I sintomi presentano una marcata variabilità individuale, legata alle differenze di sede della malattia (ileo, colon, tenue, retto), al tipo di lesioni, se infiammatorie, stenotiche o fistolizzanti, e all’estensione delle lesioni stesse. I pazienti possono presentare dolore, diarrea, vomito, febbre, astenia, calo ponderale. Bisogna considerare le manifestazioni extraintestinali, che sono numerose: artropatia periferica, eritema nodoso, episclerite, ulcere aftose orali, colangite sclerosante primitiva (CSP), Pyoderma Gangrenosum, spondilite anchilosante, sacroileite, psoriasi, artrite psoriasica, uveite anteriore, irite, oltre ai sintomi di malassorbimento, legati alla patologia di base.
Deficit Nutrizionali nel Morbo di Crohn
La sede della patologia, la sua estensione e le caratteristiche spiegano il diverso grado dei deficit nutrizionali, da quelli assenti o di poco conto a quelli invalidanti. Nel morbo di Crohn che colpisce il tenue, con o senza interessamento del colon (che è la maggioranza dei casi), si possono avere deficit calorico-proteici anche molto gravi, specialmente dopo estese o multiple resezioni chirurgiche del tenue. Si può arrivare alla “sindrome dell’intestino corto” (meno di 100 cm di tenue), che spesso richiede una nutrizione enterale (NE) e, nei casi più gravi, parenterale totale (TPN, Total Parenteral Nutrition). A monte delle stenosi, i batteri possono aumentare di numero e compromettere il normale assorbimento. In età pediatrica, la malattia di Crohn del tenue può determinare gravi deficit di crescita e di sviluppo con osteomalacia.

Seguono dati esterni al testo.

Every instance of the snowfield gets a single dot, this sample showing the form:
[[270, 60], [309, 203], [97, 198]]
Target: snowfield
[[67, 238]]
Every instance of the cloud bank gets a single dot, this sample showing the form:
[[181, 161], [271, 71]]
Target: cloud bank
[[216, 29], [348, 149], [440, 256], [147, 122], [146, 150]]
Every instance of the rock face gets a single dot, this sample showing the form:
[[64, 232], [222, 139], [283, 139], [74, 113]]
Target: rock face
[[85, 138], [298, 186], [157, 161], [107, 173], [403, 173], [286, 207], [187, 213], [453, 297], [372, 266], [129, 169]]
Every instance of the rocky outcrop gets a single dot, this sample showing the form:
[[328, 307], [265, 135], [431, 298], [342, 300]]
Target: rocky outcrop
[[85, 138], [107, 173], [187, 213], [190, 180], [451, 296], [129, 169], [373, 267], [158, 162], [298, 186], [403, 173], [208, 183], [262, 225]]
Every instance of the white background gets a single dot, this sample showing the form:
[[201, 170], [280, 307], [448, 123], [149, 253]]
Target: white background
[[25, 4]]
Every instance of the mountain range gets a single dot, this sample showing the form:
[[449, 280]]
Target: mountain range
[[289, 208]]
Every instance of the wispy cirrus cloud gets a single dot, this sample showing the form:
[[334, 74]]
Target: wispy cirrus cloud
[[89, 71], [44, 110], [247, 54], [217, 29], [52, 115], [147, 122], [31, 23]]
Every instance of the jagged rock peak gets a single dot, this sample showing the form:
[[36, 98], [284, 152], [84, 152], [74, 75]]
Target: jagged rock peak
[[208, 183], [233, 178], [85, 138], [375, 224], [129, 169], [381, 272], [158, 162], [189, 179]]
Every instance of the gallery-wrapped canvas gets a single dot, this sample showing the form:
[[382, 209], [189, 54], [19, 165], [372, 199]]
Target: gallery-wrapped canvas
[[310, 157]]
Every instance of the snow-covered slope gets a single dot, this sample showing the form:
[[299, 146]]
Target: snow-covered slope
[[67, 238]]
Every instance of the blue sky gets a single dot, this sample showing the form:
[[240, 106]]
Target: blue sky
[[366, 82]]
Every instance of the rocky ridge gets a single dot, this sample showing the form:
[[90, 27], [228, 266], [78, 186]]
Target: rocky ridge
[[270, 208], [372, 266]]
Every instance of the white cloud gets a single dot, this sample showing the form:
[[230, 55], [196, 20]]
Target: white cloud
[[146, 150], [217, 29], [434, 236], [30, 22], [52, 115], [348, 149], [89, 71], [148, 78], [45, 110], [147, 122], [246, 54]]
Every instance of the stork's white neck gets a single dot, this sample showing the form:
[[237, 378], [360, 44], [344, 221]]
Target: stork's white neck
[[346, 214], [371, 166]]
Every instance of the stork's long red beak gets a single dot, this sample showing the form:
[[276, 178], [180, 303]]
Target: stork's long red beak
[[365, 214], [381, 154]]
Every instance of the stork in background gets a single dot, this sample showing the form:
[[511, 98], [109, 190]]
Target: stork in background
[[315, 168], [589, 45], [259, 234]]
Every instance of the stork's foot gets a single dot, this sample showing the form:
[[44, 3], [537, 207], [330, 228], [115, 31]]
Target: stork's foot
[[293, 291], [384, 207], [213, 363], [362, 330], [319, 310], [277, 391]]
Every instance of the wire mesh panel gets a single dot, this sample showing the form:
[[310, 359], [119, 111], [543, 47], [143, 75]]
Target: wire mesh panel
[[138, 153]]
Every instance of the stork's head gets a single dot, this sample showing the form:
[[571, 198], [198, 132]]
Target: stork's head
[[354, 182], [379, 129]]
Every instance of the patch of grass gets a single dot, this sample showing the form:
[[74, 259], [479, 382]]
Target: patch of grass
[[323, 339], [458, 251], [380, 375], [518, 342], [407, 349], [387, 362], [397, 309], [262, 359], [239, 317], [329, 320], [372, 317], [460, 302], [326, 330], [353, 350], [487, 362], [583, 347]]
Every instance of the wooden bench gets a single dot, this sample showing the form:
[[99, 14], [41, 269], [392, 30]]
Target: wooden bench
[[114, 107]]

I deficit di micronutrienti più frequenti nel Crohn del tenue includono: la vitamina B12 e l’acido folico, con conseguente anemia macrocitica e neuropatie; la vitamina D, con ipocalcemia e osteoporosi; l’albuminemia, la cui riduzione determina edemi declivi e complicanze post-chirurgiche; il ferro, la cui carenza causa anemia sideropenica e amenorrea; lo zinco, la cui riduzione causa lesioni cutanee. Nella malattia di Crohn, il peggioramento del quadro è dato dall’ipercatabolismo, dovuto all’infiammazione cronica, all’essudazione delle ulcerazioni e delle fistole e al ridotto apporto calorico, derivante dalla malnutrizione o da una dieta incongrua per timore dei sintomi. Non è rara la limitazione di specifici nutrienti (inclusi glutine, latte e latticini) ritenuti nocivi dal paziente, a prescindere dalla loro reale responsabilità nel provocare disturbi. Nel Crohn del colon (15% circa dei casi) prevale il ridotto assorbimento di acqua ed elettroliti.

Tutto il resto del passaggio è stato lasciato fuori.